DragonwyckFor all the young filmmakers hoping to be the next Hitchcock or Scorsese, it's surprising there aren't more people in the world hoping to emulate the success of writer-producer-director Joseph L Mankiewicz. A man who won four Oscars in just two short years (and was nominated for a further six), Mankiewicz's list of important films features such genuine classics as All About Eve, The Ghost And Mrs Muir and Julius Caesar.
'Mank' also had the distinction of directing 12 actors to Academy Award nominations, the far-from-dirty dozen including Marlon Brando, Katharine Hepburn and Elizabeth Taylor. And while he might have made the calamitous Cleopatra, the fact he closed out his career directing Michael Caine and Laurence Olivier in the sublime Sleuth must have provided sufficient consolation.
Mankiewicz's success is even more incredible when you remember that he only directed 22 films. Of these, few are as much fun as Dragonwyck, a superb haunted house movie featuring great work from Gene Tierney and Vincent Price.
As young Miranda Wells, Tierney finds herself dispatched to the Van Ryn family's Dragonwyck estate. What intially sounds like an exciting assignation soon turns scary as Miranda discovers that the Van Ryns are no strangers to insanity. And in the kingdom of the mad, few are quite as hatstand as Nicholas Van Ryn (Price), the young master of the house who is clearly up to no good in the darkest reaches of Dragonwyck.
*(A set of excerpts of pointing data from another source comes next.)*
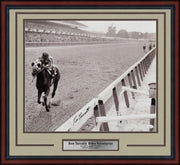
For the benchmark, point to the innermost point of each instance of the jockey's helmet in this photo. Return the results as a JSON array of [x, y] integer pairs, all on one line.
[[45, 55]]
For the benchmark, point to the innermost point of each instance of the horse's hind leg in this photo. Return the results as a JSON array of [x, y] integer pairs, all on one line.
[[55, 87], [45, 100], [39, 96]]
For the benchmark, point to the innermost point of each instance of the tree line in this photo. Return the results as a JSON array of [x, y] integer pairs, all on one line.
[[124, 34]]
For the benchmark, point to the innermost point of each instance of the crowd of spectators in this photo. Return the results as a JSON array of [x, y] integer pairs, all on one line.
[[51, 32]]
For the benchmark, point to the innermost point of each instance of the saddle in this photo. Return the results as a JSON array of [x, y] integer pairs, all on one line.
[[52, 74]]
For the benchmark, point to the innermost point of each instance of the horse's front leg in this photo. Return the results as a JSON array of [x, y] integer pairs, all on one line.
[[39, 97], [45, 100], [55, 87]]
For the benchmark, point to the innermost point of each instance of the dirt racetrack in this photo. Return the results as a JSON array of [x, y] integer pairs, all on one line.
[[85, 71]]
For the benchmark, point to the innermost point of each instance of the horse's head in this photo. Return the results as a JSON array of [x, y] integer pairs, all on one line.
[[36, 67]]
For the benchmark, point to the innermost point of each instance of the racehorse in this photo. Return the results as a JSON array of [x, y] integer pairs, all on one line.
[[44, 81]]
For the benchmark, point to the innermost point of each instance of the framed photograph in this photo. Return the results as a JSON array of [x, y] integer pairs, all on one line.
[[89, 82]]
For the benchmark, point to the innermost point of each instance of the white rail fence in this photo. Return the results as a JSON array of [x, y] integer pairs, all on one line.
[[130, 81]]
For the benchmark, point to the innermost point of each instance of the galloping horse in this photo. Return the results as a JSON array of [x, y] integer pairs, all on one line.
[[44, 81]]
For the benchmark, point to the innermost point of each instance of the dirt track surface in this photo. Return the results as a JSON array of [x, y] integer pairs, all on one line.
[[85, 71]]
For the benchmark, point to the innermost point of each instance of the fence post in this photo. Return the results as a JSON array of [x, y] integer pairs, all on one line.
[[116, 100], [142, 68], [144, 65], [134, 80], [130, 83], [137, 75], [125, 94], [139, 66], [104, 127]]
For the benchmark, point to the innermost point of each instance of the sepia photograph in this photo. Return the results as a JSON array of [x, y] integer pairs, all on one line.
[[89, 82], [90, 75]]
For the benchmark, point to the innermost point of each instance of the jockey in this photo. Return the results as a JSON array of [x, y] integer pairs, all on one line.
[[47, 62]]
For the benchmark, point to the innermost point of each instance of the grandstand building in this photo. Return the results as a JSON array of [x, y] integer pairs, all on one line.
[[46, 32]]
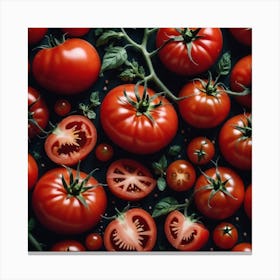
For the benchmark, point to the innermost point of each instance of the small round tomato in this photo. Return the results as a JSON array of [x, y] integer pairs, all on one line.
[[129, 179], [32, 171], [180, 175], [184, 232], [133, 230], [241, 80], [225, 235], [68, 68], [104, 152], [205, 105], [68, 201], [93, 241], [200, 150], [218, 193], [71, 141], [62, 107], [235, 141], [137, 120], [189, 51], [38, 113], [68, 246]]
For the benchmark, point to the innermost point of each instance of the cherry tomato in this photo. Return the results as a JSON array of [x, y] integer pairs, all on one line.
[[200, 150], [133, 230], [129, 180], [180, 175], [71, 141], [225, 235], [184, 232]]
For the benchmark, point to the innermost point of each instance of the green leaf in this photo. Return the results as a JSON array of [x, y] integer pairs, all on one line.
[[164, 206]]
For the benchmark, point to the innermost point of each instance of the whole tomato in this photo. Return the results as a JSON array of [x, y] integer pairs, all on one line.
[[68, 68], [137, 120], [189, 51], [68, 201], [205, 104], [235, 141], [218, 193]]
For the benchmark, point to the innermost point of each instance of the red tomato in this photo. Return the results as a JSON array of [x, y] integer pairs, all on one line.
[[68, 204], [137, 120], [193, 51], [235, 141], [129, 179], [241, 80], [218, 193], [68, 246], [242, 35], [32, 171], [248, 201], [184, 233], [71, 141], [38, 113], [206, 106], [134, 230], [200, 150], [225, 235], [35, 35], [69, 68], [180, 175]]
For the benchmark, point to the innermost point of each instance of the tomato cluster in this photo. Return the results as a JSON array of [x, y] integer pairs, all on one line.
[[139, 139]]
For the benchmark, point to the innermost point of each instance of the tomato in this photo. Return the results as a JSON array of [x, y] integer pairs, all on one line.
[[38, 113], [218, 193], [68, 246], [235, 141], [75, 32], [71, 141], [133, 230], [190, 51], [62, 107], [129, 179], [35, 35], [137, 120], [200, 150], [225, 235], [180, 175], [242, 247], [104, 152], [184, 232], [93, 242], [33, 171], [206, 106], [241, 80], [242, 35], [248, 201], [66, 201], [69, 68]]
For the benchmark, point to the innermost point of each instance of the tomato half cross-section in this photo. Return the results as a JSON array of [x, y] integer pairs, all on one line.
[[133, 230]]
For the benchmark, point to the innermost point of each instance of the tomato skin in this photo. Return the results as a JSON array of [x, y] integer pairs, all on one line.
[[184, 234], [242, 74], [63, 213], [33, 172], [135, 132], [69, 68], [234, 145], [37, 111], [180, 175], [134, 230], [204, 52], [129, 180], [203, 110], [71, 141], [220, 206]]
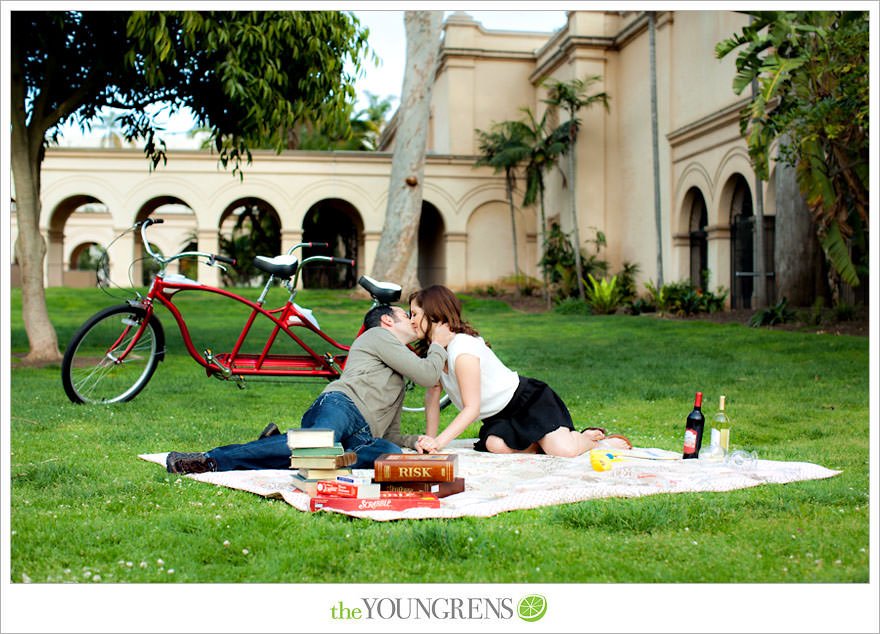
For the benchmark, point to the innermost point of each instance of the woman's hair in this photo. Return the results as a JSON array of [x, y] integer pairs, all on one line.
[[441, 304]]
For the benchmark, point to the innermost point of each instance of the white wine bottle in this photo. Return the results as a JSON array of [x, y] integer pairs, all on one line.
[[721, 423]]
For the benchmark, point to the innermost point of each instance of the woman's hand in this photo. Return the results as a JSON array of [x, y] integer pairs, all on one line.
[[441, 334]]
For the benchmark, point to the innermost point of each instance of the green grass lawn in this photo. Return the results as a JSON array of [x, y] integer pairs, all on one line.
[[84, 508]]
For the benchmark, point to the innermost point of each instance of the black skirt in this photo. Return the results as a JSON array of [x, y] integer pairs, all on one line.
[[534, 411]]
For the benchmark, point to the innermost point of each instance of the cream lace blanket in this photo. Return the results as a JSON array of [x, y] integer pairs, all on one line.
[[496, 483]]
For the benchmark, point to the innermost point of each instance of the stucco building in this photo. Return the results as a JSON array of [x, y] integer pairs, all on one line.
[[708, 196]]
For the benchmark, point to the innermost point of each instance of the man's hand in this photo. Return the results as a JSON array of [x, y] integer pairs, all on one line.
[[441, 334], [426, 444]]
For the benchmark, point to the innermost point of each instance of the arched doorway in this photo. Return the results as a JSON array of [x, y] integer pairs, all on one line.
[[742, 245], [177, 233], [338, 223], [432, 252], [699, 254], [248, 227]]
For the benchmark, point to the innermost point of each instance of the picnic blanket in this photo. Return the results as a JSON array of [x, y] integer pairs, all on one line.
[[495, 483]]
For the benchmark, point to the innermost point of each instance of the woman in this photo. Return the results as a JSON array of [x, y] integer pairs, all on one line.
[[519, 414]]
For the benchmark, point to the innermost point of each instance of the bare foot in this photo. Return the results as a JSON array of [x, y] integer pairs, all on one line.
[[616, 442], [593, 434]]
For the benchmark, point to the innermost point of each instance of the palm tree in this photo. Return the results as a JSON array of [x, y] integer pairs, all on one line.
[[108, 121], [571, 96], [504, 147], [544, 150]]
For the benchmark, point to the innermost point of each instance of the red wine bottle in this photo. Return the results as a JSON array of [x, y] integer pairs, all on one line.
[[693, 432]]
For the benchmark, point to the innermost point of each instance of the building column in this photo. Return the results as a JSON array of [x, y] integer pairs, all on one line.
[[718, 256], [122, 254], [371, 247], [289, 238], [680, 257], [209, 242], [55, 258], [456, 260]]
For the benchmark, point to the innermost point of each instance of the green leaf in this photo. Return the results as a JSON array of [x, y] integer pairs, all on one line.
[[838, 254]]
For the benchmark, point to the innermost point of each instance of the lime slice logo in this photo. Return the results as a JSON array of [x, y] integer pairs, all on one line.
[[532, 607]]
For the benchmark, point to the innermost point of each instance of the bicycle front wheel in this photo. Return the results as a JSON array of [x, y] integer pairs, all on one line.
[[96, 367]]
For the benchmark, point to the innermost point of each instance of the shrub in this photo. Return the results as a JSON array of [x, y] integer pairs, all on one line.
[[603, 296], [684, 298], [559, 261]]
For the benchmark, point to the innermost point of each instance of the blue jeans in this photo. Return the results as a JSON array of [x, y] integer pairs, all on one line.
[[332, 410]]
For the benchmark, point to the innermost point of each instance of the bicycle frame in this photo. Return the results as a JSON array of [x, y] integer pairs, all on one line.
[[289, 316], [264, 363], [113, 355]]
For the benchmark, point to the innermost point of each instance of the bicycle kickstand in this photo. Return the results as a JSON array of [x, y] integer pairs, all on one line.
[[226, 372], [332, 362]]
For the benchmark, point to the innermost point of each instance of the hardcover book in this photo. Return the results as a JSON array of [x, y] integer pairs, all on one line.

Right up there with Rebecca and Uncle Silas in the spooky mansion stakes, Dragonwyck is almost impossibly entertaining. In one of his earliest stabs at horror cinema, Vincent Price couldn't look more comfortable if he was wearing silk pyjamas. The supporting cast also seem at ease in the unsettling environment - look out for nice turns from a thirtysomething Jessica Tandy and future 'M*A*S*H' and 'Dragnet' star Harry Morgan. And while there are few leading actresses to touch Gene Tierney, John Huston's dad Walter is quite excellent as Miranda's old man.
As for Manikewicz, he acquits himself amazingly well for someone heading up their second feature film. He's so good, in fact, that you almost wish he hadn't gone off to make movies of great power and import. Then again, if Manikewicz had contented himself with genre movies, we'd have been denied All About Eve and a world without that film would be a far, far poorer place.